Let's see what's at the cinema:
- After Earth – A father-and-son find they can only rely on one another after everyone else has been forced to abandon it.
- Man of Steel – Superman turns out to be a farm boy who must choose to fight for Europe against his own people.
- This Is The End – Rich Hollywood stars, and Hollywood, get the apocalypse they deserve. (right)
- World War Z – Only one man can save us from the zombie apocalypse.
- White House Down – A black President and his White House must be saved by a white tourist.
- The Lone Ranger – This time, Tonto tells the tale. And the white guy is still the good guy.
- Red2 – The CIA saves the world from nuclear disaster.
Notice what all these films have in common? They're generally about rugged individuals saving a complex civilization through the use of their rude simplicity. When liberals appear, they're the butt of the joke.
They are all, fundamentally, conservative.
This is a feature, not a bug. And it's a feature that doesn't bode well for conservatives going forward.
Fact is, the culture is always a consolation prize of politics. That's the way America plays it. The winners go into power, and the losers go into the sticks. Among those sticks is the entertainment industry.
A lot of liberals cheered a generation ago when they took over the culture in the wake of Nixon's election. Why, even Dick Cheney wore sideburns. All the movies featured well-scrubbed liberals (and sometimes not so well-scrubbed ones) doing good liberal things and thumbing their nose at “the man.”

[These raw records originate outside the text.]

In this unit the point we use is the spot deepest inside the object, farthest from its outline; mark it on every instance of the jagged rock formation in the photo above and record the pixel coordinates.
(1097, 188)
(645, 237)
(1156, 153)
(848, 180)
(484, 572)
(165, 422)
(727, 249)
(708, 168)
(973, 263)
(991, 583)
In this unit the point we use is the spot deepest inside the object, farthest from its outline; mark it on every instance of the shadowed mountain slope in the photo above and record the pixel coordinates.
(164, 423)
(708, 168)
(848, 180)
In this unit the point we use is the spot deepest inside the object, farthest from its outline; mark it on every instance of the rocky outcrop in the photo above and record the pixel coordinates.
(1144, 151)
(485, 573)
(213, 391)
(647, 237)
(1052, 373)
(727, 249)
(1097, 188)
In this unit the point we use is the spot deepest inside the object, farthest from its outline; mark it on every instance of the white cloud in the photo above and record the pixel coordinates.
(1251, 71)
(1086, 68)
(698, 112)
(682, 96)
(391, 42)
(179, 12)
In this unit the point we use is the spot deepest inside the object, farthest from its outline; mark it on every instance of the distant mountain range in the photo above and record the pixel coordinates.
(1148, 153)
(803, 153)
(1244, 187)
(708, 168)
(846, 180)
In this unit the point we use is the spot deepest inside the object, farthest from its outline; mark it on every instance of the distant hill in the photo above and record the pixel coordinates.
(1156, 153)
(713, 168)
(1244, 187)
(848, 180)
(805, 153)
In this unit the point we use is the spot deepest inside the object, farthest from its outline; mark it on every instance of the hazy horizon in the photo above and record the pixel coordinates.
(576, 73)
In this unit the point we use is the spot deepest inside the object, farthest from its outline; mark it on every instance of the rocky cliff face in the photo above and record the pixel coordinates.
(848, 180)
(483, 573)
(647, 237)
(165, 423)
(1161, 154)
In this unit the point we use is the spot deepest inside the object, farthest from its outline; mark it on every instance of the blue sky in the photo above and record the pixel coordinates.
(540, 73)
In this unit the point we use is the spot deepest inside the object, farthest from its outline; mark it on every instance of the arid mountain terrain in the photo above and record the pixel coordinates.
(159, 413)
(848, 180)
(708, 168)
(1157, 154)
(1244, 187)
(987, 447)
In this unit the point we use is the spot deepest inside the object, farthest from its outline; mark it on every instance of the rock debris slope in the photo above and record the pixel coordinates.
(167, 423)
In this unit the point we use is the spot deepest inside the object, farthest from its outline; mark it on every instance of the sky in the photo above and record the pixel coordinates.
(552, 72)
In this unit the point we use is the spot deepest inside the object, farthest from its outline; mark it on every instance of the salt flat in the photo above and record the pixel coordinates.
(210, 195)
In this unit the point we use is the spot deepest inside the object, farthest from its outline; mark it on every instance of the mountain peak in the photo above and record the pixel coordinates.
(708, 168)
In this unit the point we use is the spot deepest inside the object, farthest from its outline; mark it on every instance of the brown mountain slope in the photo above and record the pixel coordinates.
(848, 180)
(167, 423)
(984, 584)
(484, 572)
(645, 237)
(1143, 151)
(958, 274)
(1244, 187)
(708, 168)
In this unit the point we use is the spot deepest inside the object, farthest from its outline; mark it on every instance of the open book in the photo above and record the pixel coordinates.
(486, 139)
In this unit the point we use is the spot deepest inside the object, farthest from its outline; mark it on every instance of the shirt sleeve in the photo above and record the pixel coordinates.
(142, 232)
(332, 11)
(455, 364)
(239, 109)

Ever wonder why that was? Because liberals had been thrown out of power, for good. Or at least for the lifetime of most liberals who got tossed. Without Watergate there would have been no congressional “Class of 1974,” no Carter Administration, and maybe liberals would have noticed how they were getting tossed a bone by a harder, more ruthless political opponent with better things to do than care.
It was similar after 1932. The Hays Code made the culture much more conservative during the Roosevelt Administration than it ever had been under Hoover. Jazz evolved into the “Big Band” era, where large numbers of musicians subsumed their identity under one leader's vision.
My Man Godfrey (right) made rich people the butt of its jokes, but the rich remained in charge, and while the poor showed them the way, they always gave back the reins. Young men and women became “boys and girls” – watch a movie of the time and you're sure to see the director call them all “chillun.” Mickey and Judy were well-behaved.
It takes an awful lot of effort to create and sustain a political thesis, a set of myths and values that are used to exercise power. It takes a lot of effort to push this thesis past its entrenched oppoistion, and to create meaningful political changed. And while that happens, the eyes of the rising Thesis let their attention drift away from the culture – they basically give up on it.
So my point is simple. The rise of conservatives in media, in the culture, is actually a good thing. They're defending institutions and morals while liberals govern and impose a different kind of change on the country.
It's one of those great historic ironies, an “only in America” sort of thing, and it happens all the time. It's happening right now. Go to the movies this weekend and see.